IRLインディカー・シリーズ トヨタエンジンの5チーム10名が勢揃い
高木、服部2人の日本人も「もてぎ」「インディ500」へ期待
スーパースピードウェイでトップタイムを記録した
フェリペ・ジャフォーネ(パノスGフォース/トヨタ)
トヨタは、念願のダブルタイトルを獲得したCARTシリーズ参戦から、今シーズンは、"IRLインディカー・シリーズ"へと戦いの舞台を変える。
"IRLインディカー・シリーズ"は、伝統の「インディ500」や、シリーズ初の海外戦となる「もてぎ」戦を含め、全16戦が行われる。CARTから移行のトップチームをはじめ、14チーム、25名のドライバーがオーバルコースでの戦いを繰り広げる。
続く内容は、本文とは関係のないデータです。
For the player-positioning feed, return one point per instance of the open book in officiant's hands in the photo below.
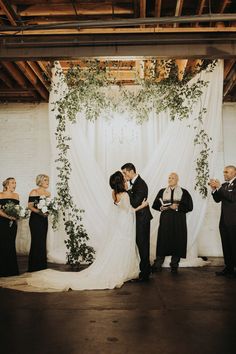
(165, 204)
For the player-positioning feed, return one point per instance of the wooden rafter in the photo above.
(223, 6)
(29, 73)
(231, 82)
(157, 9)
(8, 10)
(181, 65)
(5, 79)
(143, 10)
(88, 9)
(38, 73)
(15, 73)
(228, 64)
(201, 5)
(178, 10)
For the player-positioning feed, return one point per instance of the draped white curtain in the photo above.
(156, 148)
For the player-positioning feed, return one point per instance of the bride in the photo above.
(115, 264)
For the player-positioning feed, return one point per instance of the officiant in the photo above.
(173, 202)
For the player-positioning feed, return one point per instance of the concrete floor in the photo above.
(191, 313)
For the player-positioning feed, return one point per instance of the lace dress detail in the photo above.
(117, 263)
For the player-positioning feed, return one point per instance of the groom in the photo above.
(138, 191)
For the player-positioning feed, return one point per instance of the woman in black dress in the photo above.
(38, 226)
(8, 230)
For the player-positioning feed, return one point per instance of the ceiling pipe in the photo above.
(151, 21)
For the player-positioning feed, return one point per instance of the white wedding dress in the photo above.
(115, 264)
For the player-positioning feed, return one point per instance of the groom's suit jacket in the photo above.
(227, 195)
(137, 193)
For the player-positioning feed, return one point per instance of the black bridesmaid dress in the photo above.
(38, 229)
(8, 230)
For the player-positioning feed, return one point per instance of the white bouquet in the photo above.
(15, 210)
(49, 206)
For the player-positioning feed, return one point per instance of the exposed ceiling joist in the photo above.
(15, 74)
(126, 23)
(29, 73)
(8, 10)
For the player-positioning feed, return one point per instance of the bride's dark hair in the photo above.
(117, 182)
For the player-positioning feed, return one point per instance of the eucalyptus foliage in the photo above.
(89, 92)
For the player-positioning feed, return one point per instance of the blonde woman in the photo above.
(38, 225)
(8, 230)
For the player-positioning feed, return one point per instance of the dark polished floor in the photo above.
(191, 313)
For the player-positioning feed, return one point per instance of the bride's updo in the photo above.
(117, 182)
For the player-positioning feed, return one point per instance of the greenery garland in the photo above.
(88, 95)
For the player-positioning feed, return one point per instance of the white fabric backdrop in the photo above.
(157, 147)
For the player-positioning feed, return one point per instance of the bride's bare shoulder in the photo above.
(121, 196)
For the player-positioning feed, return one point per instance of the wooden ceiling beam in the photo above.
(143, 6)
(142, 11)
(33, 65)
(178, 10)
(228, 64)
(15, 73)
(157, 9)
(230, 83)
(16, 93)
(7, 81)
(181, 65)
(29, 73)
(223, 5)
(200, 8)
(114, 31)
(9, 11)
(97, 9)
(44, 68)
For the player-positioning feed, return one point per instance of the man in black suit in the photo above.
(138, 191)
(226, 193)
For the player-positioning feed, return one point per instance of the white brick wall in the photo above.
(25, 152)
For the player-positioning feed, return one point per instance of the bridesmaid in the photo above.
(38, 226)
(8, 230)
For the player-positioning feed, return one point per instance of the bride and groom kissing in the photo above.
(125, 256)
(138, 192)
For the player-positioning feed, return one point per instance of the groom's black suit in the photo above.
(227, 195)
(137, 193)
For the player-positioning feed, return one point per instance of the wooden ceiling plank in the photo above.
(28, 72)
(38, 73)
(201, 5)
(223, 5)
(43, 65)
(122, 31)
(143, 6)
(6, 79)
(181, 65)
(81, 9)
(228, 64)
(157, 9)
(178, 10)
(15, 73)
(230, 84)
(143, 9)
(9, 12)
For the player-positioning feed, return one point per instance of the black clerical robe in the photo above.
(172, 231)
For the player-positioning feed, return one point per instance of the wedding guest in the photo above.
(226, 194)
(8, 230)
(38, 225)
(173, 202)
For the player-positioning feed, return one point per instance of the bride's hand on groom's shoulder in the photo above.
(144, 203)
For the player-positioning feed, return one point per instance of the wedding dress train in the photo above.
(115, 264)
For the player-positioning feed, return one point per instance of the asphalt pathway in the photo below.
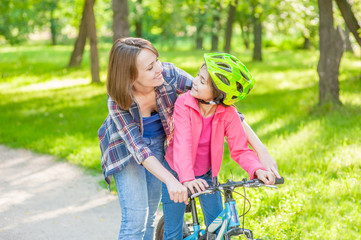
(41, 198)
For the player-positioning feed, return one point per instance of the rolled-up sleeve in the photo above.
(129, 132)
(238, 146)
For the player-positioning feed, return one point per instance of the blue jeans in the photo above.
(174, 212)
(139, 194)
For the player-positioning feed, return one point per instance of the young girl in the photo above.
(202, 118)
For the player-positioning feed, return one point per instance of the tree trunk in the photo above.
(245, 35)
(306, 43)
(53, 25)
(138, 21)
(347, 39)
(257, 31)
(229, 28)
(332, 46)
(350, 19)
(77, 54)
(120, 19)
(92, 34)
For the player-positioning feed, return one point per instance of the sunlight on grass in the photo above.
(51, 85)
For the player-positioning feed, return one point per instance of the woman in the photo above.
(142, 92)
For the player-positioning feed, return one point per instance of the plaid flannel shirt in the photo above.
(120, 136)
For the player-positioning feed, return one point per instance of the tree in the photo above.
(347, 40)
(139, 19)
(87, 29)
(332, 46)
(216, 9)
(257, 31)
(120, 19)
(229, 28)
(350, 19)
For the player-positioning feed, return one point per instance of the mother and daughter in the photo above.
(147, 119)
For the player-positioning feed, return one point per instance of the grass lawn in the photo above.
(50, 109)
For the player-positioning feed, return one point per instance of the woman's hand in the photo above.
(265, 176)
(177, 192)
(269, 163)
(198, 184)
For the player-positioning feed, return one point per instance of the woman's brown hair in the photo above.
(122, 69)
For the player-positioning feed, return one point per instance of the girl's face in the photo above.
(202, 88)
(149, 71)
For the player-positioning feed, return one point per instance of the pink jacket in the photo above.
(182, 150)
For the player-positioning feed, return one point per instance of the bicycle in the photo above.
(227, 223)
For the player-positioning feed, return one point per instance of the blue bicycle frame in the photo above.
(224, 226)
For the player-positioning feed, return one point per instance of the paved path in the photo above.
(41, 198)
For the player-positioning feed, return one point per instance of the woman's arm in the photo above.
(266, 159)
(177, 192)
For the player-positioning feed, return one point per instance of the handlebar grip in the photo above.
(280, 181)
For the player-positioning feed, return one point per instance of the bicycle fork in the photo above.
(233, 226)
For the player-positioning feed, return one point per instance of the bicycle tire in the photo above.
(159, 232)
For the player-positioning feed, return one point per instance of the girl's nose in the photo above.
(159, 67)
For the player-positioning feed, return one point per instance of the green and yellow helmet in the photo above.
(230, 76)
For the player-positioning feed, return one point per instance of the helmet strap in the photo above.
(217, 100)
(204, 102)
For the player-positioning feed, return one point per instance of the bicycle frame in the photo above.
(225, 225)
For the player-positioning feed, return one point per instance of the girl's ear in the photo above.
(219, 99)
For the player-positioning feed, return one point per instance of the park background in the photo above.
(53, 97)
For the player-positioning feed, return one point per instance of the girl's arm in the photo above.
(266, 159)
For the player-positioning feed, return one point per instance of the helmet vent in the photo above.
(223, 78)
(218, 56)
(224, 66)
(244, 76)
(239, 87)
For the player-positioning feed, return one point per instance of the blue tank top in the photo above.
(152, 126)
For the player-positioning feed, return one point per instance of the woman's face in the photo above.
(201, 88)
(149, 71)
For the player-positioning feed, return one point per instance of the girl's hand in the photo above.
(269, 163)
(177, 192)
(265, 176)
(199, 184)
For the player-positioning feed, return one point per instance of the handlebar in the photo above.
(255, 183)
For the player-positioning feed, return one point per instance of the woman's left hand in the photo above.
(265, 176)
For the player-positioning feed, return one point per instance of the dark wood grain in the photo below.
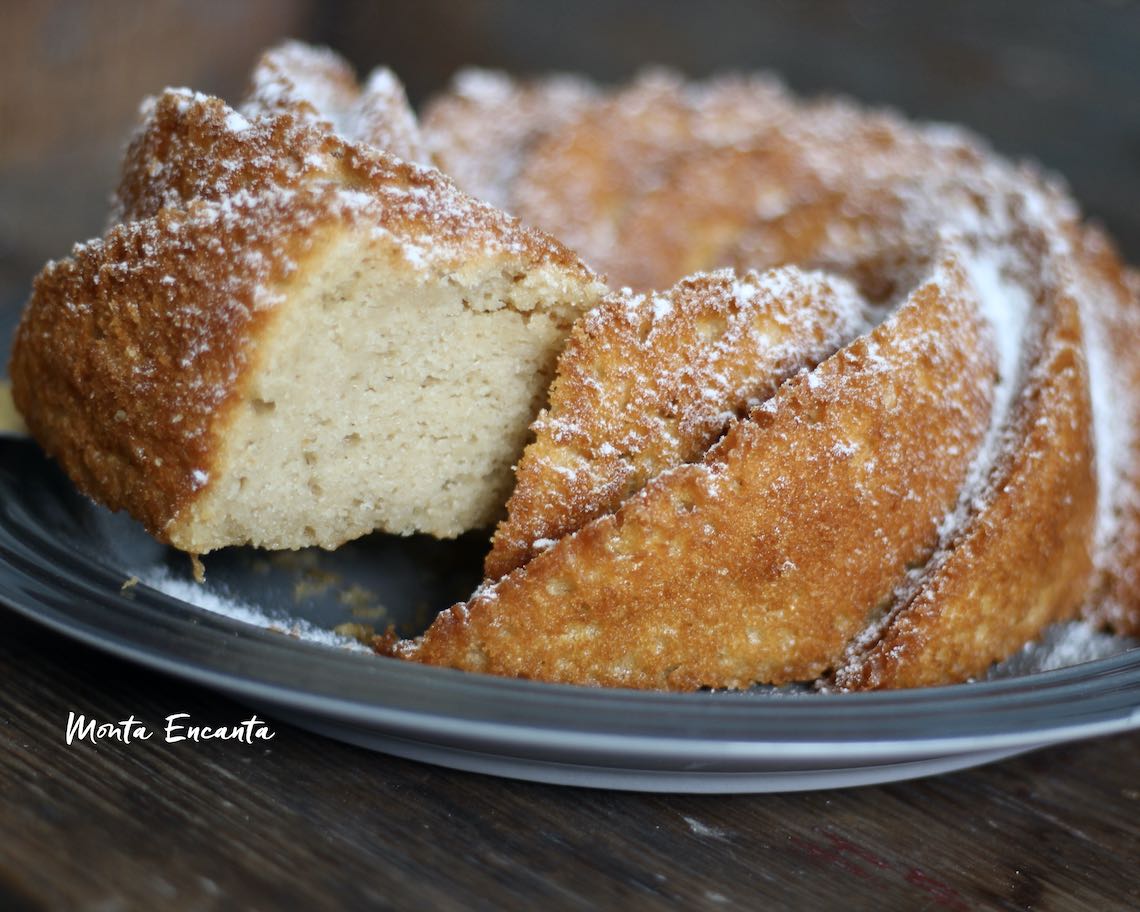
(304, 822)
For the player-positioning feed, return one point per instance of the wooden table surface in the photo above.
(304, 822)
(301, 822)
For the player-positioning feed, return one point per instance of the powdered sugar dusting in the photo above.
(219, 602)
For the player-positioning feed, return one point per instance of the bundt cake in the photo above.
(857, 404)
(913, 509)
(291, 338)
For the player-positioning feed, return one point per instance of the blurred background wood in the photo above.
(311, 822)
(302, 822)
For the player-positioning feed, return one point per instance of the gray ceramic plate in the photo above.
(63, 562)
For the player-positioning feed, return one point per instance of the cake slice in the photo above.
(293, 339)
(762, 561)
(650, 381)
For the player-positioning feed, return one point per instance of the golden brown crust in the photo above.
(129, 351)
(649, 382)
(482, 130)
(1114, 325)
(1024, 560)
(763, 561)
(318, 87)
(1045, 520)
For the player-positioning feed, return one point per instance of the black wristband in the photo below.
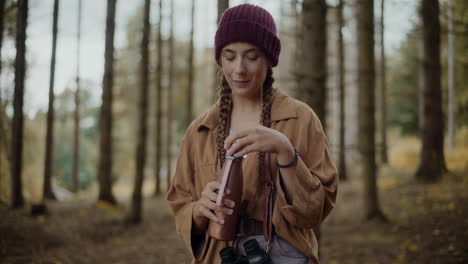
(296, 155)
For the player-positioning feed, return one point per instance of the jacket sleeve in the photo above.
(315, 182)
(181, 198)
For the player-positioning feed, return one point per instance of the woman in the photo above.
(258, 119)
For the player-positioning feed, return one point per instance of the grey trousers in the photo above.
(281, 251)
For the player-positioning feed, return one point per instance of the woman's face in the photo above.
(244, 66)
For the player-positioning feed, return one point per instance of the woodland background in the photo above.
(83, 180)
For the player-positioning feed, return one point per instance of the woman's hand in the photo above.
(206, 206)
(259, 139)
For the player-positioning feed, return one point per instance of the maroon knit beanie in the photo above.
(248, 23)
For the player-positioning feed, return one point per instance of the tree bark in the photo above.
(312, 81)
(222, 5)
(47, 186)
(366, 105)
(17, 136)
(158, 149)
(341, 89)
(421, 84)
(105, 143)
(169, 98)
(2, 10)
(136, 214)
(383, 87)
(190, 71)
(432, 164)
(451, 77)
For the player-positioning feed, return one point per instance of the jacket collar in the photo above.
(281, 109)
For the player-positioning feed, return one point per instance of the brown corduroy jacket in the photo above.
(316, 179)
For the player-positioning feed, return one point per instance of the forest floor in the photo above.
(426, 223)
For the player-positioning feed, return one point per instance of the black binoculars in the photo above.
(254, 254)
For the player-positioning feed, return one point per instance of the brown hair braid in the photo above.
(225, 106)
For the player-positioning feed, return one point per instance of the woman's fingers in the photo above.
(238, 145)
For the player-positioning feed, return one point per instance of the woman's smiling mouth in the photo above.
(241, 83)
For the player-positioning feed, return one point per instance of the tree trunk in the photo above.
(47, 186)
(105, 144)
(76, 136)
(169, 98)
(421, 84)
(158, 149)
(17, 199)
(312, 82)
(4, 141)
(366, 105)
(451, 77)
(2, 10)
(341, 88)
(222, 5)
(383, 87)
(137, 201)
(190, 71)
(432, 164)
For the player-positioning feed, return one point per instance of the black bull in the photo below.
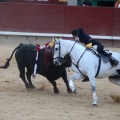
(25, 57)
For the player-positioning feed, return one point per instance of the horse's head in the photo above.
(59, 53)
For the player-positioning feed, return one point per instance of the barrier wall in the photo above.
(37, 18)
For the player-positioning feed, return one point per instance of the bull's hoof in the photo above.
(69, 91)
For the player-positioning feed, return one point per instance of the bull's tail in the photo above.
(8, 60)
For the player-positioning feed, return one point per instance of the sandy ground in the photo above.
(16, 103)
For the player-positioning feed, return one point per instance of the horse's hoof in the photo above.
(94, 105)
(75, 92)
(56, 92)
(69, 91)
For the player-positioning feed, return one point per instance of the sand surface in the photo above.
(16, 103)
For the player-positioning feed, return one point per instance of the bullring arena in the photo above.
(42, 104)
(16, 103)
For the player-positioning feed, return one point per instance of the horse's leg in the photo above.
(73, 77)
(93, 88)
(64, 77)
(56, 91)
(28, 74)
(22, 75)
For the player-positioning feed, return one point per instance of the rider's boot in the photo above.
(113, 61)
(86, 79)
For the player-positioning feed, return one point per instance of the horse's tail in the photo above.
(8, 60)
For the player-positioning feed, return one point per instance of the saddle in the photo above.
(103, 58)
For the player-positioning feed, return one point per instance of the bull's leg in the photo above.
(28, 74)
(22, 75)
(56, 91)
(64, 77)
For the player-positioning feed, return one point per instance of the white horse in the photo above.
(85, 63)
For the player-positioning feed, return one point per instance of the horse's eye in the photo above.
(56, 49)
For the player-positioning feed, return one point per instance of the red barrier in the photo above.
(59, 19)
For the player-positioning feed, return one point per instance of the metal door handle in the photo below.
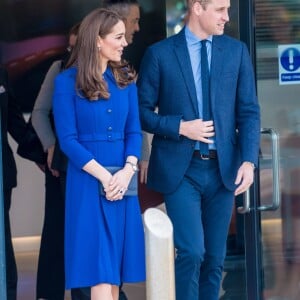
(275, 171)
(276, 178)
(246, 203)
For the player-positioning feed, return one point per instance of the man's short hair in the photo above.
(121, 7)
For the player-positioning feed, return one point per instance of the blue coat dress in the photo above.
(104, 240)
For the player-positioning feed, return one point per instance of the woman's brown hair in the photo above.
(85, 56)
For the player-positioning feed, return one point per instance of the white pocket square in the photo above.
(2, 89)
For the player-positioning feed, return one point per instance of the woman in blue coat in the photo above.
(97, 122)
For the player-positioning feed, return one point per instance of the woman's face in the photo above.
(112, 45)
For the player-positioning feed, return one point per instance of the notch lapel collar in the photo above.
(183, 59)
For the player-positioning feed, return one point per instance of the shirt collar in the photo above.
(192, 39)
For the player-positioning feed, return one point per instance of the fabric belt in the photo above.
(110, 136)
(211, 155)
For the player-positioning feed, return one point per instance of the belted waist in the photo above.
(212, 154)
(109, 136)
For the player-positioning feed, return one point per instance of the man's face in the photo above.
(132, 23)
(213, 16)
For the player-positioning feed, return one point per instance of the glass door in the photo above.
(277, 67)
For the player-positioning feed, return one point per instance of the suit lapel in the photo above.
(217, 58)
(183, 59)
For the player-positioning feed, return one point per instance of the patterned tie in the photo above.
(205, 91)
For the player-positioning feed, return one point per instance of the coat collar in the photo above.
(182, 54)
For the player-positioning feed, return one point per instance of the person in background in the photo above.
(206, 138)
(130, 11)
(12, 122)
(50, 274)
(97, 122)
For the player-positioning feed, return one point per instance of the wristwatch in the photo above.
(135, 167)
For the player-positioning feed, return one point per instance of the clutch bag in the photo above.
(132, 189)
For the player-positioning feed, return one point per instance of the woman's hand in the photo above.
(118, 183)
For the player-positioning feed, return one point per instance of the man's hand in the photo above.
(198, 130)
(244, 177)
(143, 166)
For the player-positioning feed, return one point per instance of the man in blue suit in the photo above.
(199, 187)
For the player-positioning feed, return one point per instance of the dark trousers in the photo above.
(11, 267)
(200, 210)
(50, 275)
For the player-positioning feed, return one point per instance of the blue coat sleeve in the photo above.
(65, 119)
(133, 136)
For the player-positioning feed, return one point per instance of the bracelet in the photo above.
(250, 163)
(134, 166)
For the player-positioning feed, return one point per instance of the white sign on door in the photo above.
(289, 64)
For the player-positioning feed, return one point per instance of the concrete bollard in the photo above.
(160, 283)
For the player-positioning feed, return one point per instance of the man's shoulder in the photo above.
(227, 40)
(67, 75)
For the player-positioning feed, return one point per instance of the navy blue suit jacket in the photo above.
(166, 81)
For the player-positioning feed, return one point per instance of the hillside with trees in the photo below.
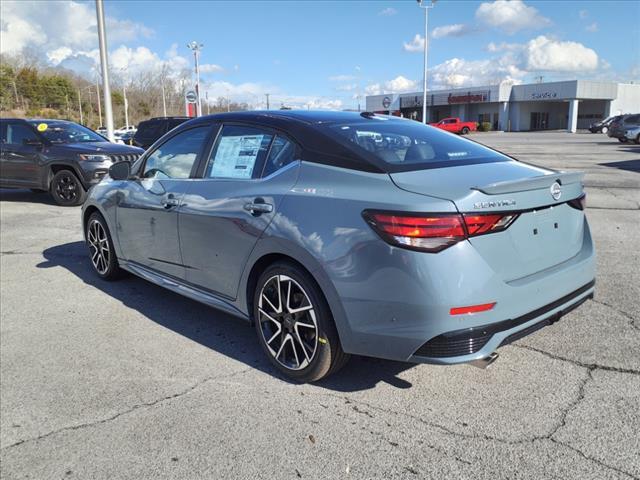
(30, 89)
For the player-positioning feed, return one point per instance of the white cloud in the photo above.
(399, 84)
(347, 87)
(415, 45)
(341, 78)
(545, 54)
(458, 72)
(592, 28)
(49, 27)
(210, 68)
(511, 16)
(455, 30)
(388, 12)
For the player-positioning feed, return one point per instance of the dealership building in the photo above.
(568, 105)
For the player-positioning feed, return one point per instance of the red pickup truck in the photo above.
(454, 125)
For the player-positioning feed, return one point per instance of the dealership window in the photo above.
(239, 153)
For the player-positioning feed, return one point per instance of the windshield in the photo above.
(66, 132)
(404, 145)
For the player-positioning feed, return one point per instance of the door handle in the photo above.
(258, 207)
(170, 201)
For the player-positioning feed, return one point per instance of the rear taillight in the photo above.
(579, 203)
(433, 232)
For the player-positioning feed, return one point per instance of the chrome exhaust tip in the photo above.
(486, 361)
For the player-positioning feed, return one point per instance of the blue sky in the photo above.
(327, 53)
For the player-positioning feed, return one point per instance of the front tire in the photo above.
(101, 251)
(66, 189)
(294, 324)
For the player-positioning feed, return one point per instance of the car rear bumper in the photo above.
(472, 344)
(405, 314)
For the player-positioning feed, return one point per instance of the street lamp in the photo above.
(195, 47)
(426, 8)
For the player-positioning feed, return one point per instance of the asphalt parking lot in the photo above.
(126, 380)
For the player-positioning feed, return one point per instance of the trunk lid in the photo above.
(547, 231)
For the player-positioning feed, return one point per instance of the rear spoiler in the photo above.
(532, 183)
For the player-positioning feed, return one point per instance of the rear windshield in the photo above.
(403, 145)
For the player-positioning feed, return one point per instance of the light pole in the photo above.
(102, 37)
(196, 47)
(426, 8)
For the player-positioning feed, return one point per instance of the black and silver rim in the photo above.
(67, 187)
(288, 322)
(99, 247)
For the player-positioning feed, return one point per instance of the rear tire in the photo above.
(294, 324)
(66, 189)
(101, 251)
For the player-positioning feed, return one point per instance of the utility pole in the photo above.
(80, 107)
(126, 106)
(102, 37)
(164, 101)
(426, 46)
(196, 47)
(99, 103)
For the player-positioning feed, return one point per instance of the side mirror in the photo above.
(120, 171)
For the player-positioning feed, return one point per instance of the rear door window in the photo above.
(404, 145)
(176, 157)
(239, 152)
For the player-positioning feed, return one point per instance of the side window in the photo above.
(175, 157)
(282, 153)
(17, 133)
(239, 152)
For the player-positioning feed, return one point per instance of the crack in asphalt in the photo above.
(588, 366)
(628, 316)
(127, 411)
(548, 436)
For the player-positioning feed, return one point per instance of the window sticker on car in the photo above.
(236, 156)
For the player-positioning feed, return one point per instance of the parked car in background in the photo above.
(618, 127)
(602, 126)
(151, 130)
(455, 125)
(58, 156)
(633, 134)
(125, 129)
(333, 243)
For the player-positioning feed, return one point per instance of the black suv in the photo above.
(619, 127)
(151, 130)
(58, 156)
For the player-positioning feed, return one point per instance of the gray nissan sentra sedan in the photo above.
(344, 233)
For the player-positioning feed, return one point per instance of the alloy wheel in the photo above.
(99, 247)
(67, 187)
(288, 322)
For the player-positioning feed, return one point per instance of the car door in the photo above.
(21, 155)
(147, 209)
(246, 176)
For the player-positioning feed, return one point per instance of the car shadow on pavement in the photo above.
(211, 328)
(630, 165)
(11, 195)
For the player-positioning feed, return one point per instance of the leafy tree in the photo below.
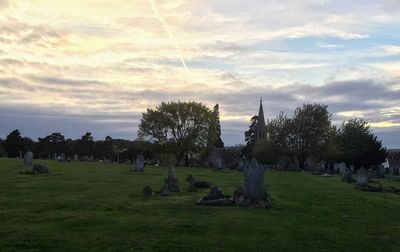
(305, 134)
(14, 144)
(358, 145)
(180, 127)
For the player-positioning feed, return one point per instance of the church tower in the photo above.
(261, 129)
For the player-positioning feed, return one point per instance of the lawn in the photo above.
(100, 207)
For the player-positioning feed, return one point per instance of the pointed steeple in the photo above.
(261, 119)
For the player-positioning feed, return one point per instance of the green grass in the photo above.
(100, 207)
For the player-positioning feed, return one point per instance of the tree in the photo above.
(2, 151)
(303, 135)
(180, 127)
(53, 143)
(14, 144)
(86, 144)
(358, 145)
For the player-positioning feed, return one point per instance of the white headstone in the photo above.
(254, 181)
(362, 177)
(139, 167)
(28, 158)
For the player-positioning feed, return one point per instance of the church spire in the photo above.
(261, 119)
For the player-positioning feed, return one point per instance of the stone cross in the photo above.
(362, 177)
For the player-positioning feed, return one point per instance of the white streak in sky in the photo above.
(167, 30)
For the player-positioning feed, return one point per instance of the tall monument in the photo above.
(261, 129)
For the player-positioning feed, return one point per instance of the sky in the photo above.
(73, 66)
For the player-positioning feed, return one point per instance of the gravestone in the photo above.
(190, 179)
(396, 170)
(215, 198)
(165, 191)
(322, 165)
(201, 184)
(172, 182)
(39, 169)
(28, 158)
(336, 167)
(139, 165)
(147, 191)
(292, 167)
(240, 165)
(254, 190)
(342, 168)
(347, 177)
(219, 163)
(362, 177)
(352, 168)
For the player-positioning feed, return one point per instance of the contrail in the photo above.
(166, 28)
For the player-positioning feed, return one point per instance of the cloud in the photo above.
(69, 62)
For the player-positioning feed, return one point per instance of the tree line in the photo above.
(189, 130)
(45, 147)
(309, 133)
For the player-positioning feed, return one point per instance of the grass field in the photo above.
(100, 207)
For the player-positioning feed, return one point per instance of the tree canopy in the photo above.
(358, 145)
(180, 127)
(303, 135)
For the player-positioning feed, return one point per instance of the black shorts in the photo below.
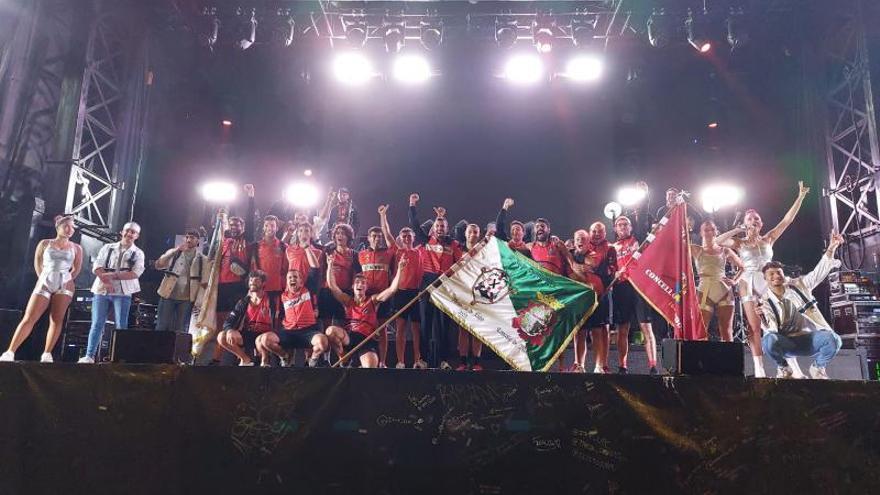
(400, 299)
(329, 307)
(629, 307)
(228, 296)
(602, 315)
(298, 339)
(355, 338)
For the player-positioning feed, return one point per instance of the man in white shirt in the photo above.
(793, 325)
(117, 268)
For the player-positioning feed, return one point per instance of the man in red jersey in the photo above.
(517, 230)
(466, 341)
(628, 303)
(299, 326)
(376, 264)
(267, 255)
(361, 312)
(345, 266)
(594, 262)
(251, 318)
(438, 253)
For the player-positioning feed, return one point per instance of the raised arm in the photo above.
(789, 217)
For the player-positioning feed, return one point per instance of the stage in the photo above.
(171, 429)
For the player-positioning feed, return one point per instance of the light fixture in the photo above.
(352, 68)
(584, 68)
(302, 194)
(523, 69)
(412, 69)
(219, 192)
(696, 38)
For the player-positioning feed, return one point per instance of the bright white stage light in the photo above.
(612, 210)
(412, 69)
(584, 68)
(717, 196)
(353, 69)
(524, 69)
(302, 194)
(631, 195)
(219, 192)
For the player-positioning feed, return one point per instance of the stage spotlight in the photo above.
(717, 196)
(695, 35)
(246, 26)
(584, 68)
(431, 34)
(737, 32)
(612, 210)
(506, 32)
(524, 69)
(219, 192)
(659, 29)
(412, 69)
(302, 194)
(353, 69)
(631, 195)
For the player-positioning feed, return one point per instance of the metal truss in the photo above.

この内、日本人ドライバーは、高木虎之介(モー・ナン・レーシング/トヨタ)、服部茂章(A.J.フォイト・エンタープライズ/トヨタ)、ロジャー安川(スーパーアグリ・フェルナンデス・レーシング/ホンダ)の3人。F1GPには日本人レギュラードライバーの出場がなくなった今シーズン、アメリカン・モータースポーツの最高峰となる"IRLインディカー・シリーズ"での活躍が期待される。
A.J.フォイト・エンタープライズ、ケリー・レーシング、ターゲット・チップ・ガナッシ・レーシング、モー・ナン・レーシング、マールボロ・チーム・ペンスキーの5チーム10名のドライバーが、IRL用に新開発された3.5リットル自然吸気エンジン"トヨタ・インディ・V8"を搭載して参戦する。
シーズン開幕に先駆けて行われた「Test in the West」には、各チーム、各ドライバーが勢揃い。2月3日(月)のプレスデーに引き続き、4日(火)には、第15戦が行われる「カリフォルニア・スピードウェイ」、7日(金)と8日(土)の2日間は、第2戦が行われる「フェニックス・インターナショナル・スピードウェイ」で合同テストが行われた。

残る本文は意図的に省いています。